“The World Atlas of Gin” by Joel Harrison and Neil Ridley (Octopus Publishing, $34.99)
This could be a textbook for a university class entitled Gin 101, only it’s a keeper that you wouldn’t sell back to the bookstore at the end of the semester. Spirits writers Harrison and Ridley dive deep into the 500-year-old juniper-led spirit. Then, they take the reader on a country-by-country exploration of spirits worth trying. You’ll learn a lot about tasting in the botanicals section, with a flavor map and illustrated guide to botanicals commonly used to make gin.
Credit: Angela Hansberger
Credit: Angela Hansberger
“Wine Simple: A Totally Approachable Guide From a World-Class Sommelier” by Aldo Sohm and Christine Muhlke (Clarkson Potter, $32.50)
This illustrated guide is chock-full of fun illustrations and infographics explaining what wine is, how to drink it, how to pair it with food, and how to evolve your palate. Sohm, a James Beard Award winner and wine director at New York’s Le Bernadin, and Bon Appetit editor Muhlke wittily take you from the fundamentals of wine to how to saber a Champagne bottle. Their thesis: Buy what you like. If you don’t quite know what that is, this book will help you figure it out.
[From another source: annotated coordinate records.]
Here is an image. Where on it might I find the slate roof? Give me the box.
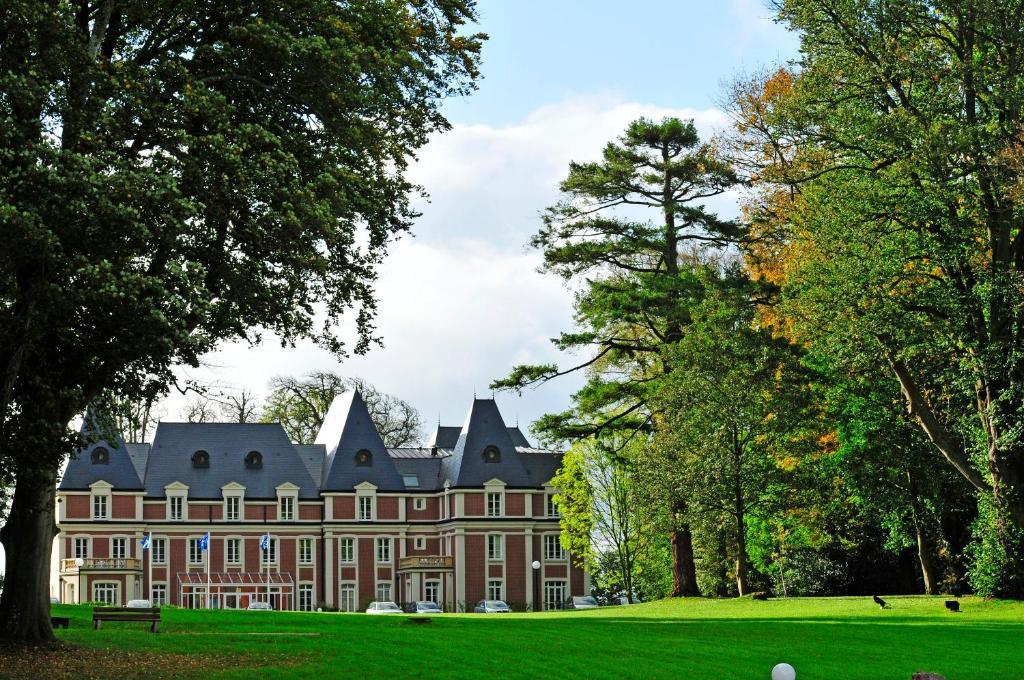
[316,390,406,492]
[59,413,142,491]
[60,391,561,499]
[447,399,536,487]
[427,423,462,449]
[145,423,318,499]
“Schofield’s Fine and Classic Cocktails: Celebrated Libations and Other Fancy Drinks” by Joe and Daniel Schofield (Kyle Books, $19.99)
The Schofield brothers, world-class bartenders, serve us a straight-up cocktail book, succinct but comprehensive. They fit 100 classic recipes and a few contemporary riffs into a classy tome, arranged alphabetically, with history of the drink and maker. Lush photography captures the essence of each tipple. Do you shake this one, or stir it? The Schofields explain their preferred method, why, and how slight variations can create a brand new cocktail.
“Sip: 100 Gin Cocktails With Only 3 Ingredients” by Sipsmith (Hachette, $19.99)
Sipsmith, the London pioneer of small-batch gin distillation since 1829, proves that cocktails need not be fussy to be delicious. This pretty tome, with gilt-edged pages, holds 100 recipes, each using Sipsmith London Dry Gin
as its base, plus two other easy-to-source ingredients. From the Fairfax, with London Dry over ice, to Great British Trifle, made with Dubonnet and Pedro Ximenez sherry, the recipes present the power of simplicity.
“The Art of the Cocktail” from the editors at Ilex (Hachette, $12.99)
Sommelier and drinks writer Anderson and illustrator Charlotte Trounce shake together colorful stories of famous artists and classic cocktails. The pages bring to life 50 themed drinks and twists on classics with vibrant artwork. A martini is presented Piet Mondrian-style, as Perfect Composition, likened to the master of restraint. Gin takes on Leonardo da Vinci’s style in a quiet, classic Negrona Lisa. Keep this one on the bar, or on a coffee table with art books. It fits either way.
“The Martini Cocktail: A Meditation on the World’s Greatest Drink, With Recipes” by Robert Simonson (10 Speed Press, $18.99)
The martini is gin, vermouth, an olive or a lemon twist, and lots of options and opinions. Journalist and historian Simonson uncovers the iconic drink’s fascinating history, and dispels many myths. From the first martini recipe, published in 1887, to modern versions, he writes of the bewitching power of the simple drink. There are 50 recipes, from Jerry Thomas’ Martinez, to variations like the Vesper and the Gibson. And, you can bet on commentary about shaken versus stirred.
“Natural Wine for the People: What it is, Where to Find it, How to Love it” by Alice Feiring (10 Speed Press, $18.99)
It may be compact, but inside the pages of her new book, James Beard Award winner Feiring concisely sums up what natural wine is, and why you should drink it. From explaining carbonic maceration to dispelling common myths — like, all natural wine is cloudy (not true) — the book is compelling in its directness, and essential in its listing of notable producers to seek out. You’ll be using terms like “biodynamic,” “sustainable” and “organic” like a pro after reading it.